The degree of sleep-disordered breathing was characterized by the apnea–hypopnea index. We examined whether untransformed values for the apnea–hypopnea index at base line, log-transformed values (apnea–hypopnea index + 1), the square of the values, and categorization of values (0, 0.1 to 4.9, 5.0 to 14.9, and 15.0 or more events per hour) were predictors of the presence of hypertension at follow-up. The category of 0 events per hour was included because a substantial proportion of the participants had no episodes of apnea or hypopnea at base line. The cutoff points of 5.0 and 15.0 events per hour have been used in previous epidemiologic studies of sleep-disordered breathing. Further subdivision of the highest category was impractical because few participants had more than 15.0 events per hour.

Because of variability within subjects and measurement error in assessing blood pressure, some misclassification of hypertension status was inevitable. Thus, we could not precisely identify a cohort of participants who were free of hypertension at base line to follow for a determination of the incidence of hypertension. Instead, in all models, we controlled for hypertension status at base line. This approach allowed us simultaneously to examine the association between sleep-disordered breathing at base line and hypertension at follow-up in participants classified as normotensive at base line and the association between sleep-disordered breathing and persistent hypertension in participants classified as hypertensive at base line. We used an interaction term to assess whether these two associations were different. As a check for a possible bias resulting from the misclassification of hypertension, we performed Monte Carlo simulations in which a random error was added to the measurement of participants' blood pressure. Using conservative (larger than likely) estimates of the error in blood-pressure measurements calculated from the variability between participants' base-line and follow-up measurements, we determined that the misclassification of hypertension might lead to slight underestimates of the odds ratios for the likelihood of hypertension at follow-up.

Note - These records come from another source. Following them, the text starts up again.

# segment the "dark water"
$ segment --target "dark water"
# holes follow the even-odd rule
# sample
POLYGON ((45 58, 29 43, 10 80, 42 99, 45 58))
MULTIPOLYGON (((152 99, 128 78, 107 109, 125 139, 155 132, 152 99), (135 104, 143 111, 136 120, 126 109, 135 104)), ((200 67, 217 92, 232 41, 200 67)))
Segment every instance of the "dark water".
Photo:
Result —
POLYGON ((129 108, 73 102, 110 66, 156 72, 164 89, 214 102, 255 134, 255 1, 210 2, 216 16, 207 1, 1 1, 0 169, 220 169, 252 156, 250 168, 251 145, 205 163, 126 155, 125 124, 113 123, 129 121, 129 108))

We examined the following base-line variables as covariates: age, sex, body-mass index, neck circumference, waist circumference, waist-to-hip ratio, skin-fold measurements, smoking status (current smoker, former smoker, or no history of smoking; the number of pack-years; and the current number of packs smoked per week), extent of alcohol use (based on the participant's usual weekly consumption), hours of regular exercise per week, and menopausal status. Base-line covariates that substantially altered regression coefficients for the apnea–hypopnea index at base line were included in the final models. Interactions between the covariates and the apnea–hypopnea index were tested for statistical significance.

Results

Table 2 presents key characteristics at base line and follow-up according to the apnea–hypopnea index at base line. When data on all 893 follow-up studies were analyzed, there was a decrease in mean blood pressure from base line to follow-up (from 125/82 mm Hg to 123/79 mm Hg) and an increase in the prevalence of stage 1 or worse hypertension (from 28 percent to 31 percent). These changes were due, in part, to a net increase in the use of antihypertensive medications (from 10 percent to 17 percent).

View this table: [in this window] [in a new window]   Table 2. Characteristics of the Participants Who Completed One or Both Follow-up Sleep Studies, According to the Apnea–Hypopnea Index at Base Line.

 
Odds ratios for the presence of hypertension at follow-up according to the apnea–hypopnea index at base line are given in Table 3. Results from four models are presented. The first model adjusted for hypertension status at base line, the second controlled for this variable as well as for age and sex (nonmodifiable risk factors), the third controlled for all these variables as well as for habitus, and the fourth controlled for all the preceding variables as well as for weekly alcohol consumption and cigarette use. Within each model there was a linear increase in the logarithm of the odds ratios for successively higher strata of the apnea–hypopnea index. These models fit better than alternative models that used continuous measures of the apnea–hypopnea index. No higher-order terms (e.g., linear squared or cubed) for the strata of the apnea–hypopnea index were statistically significant.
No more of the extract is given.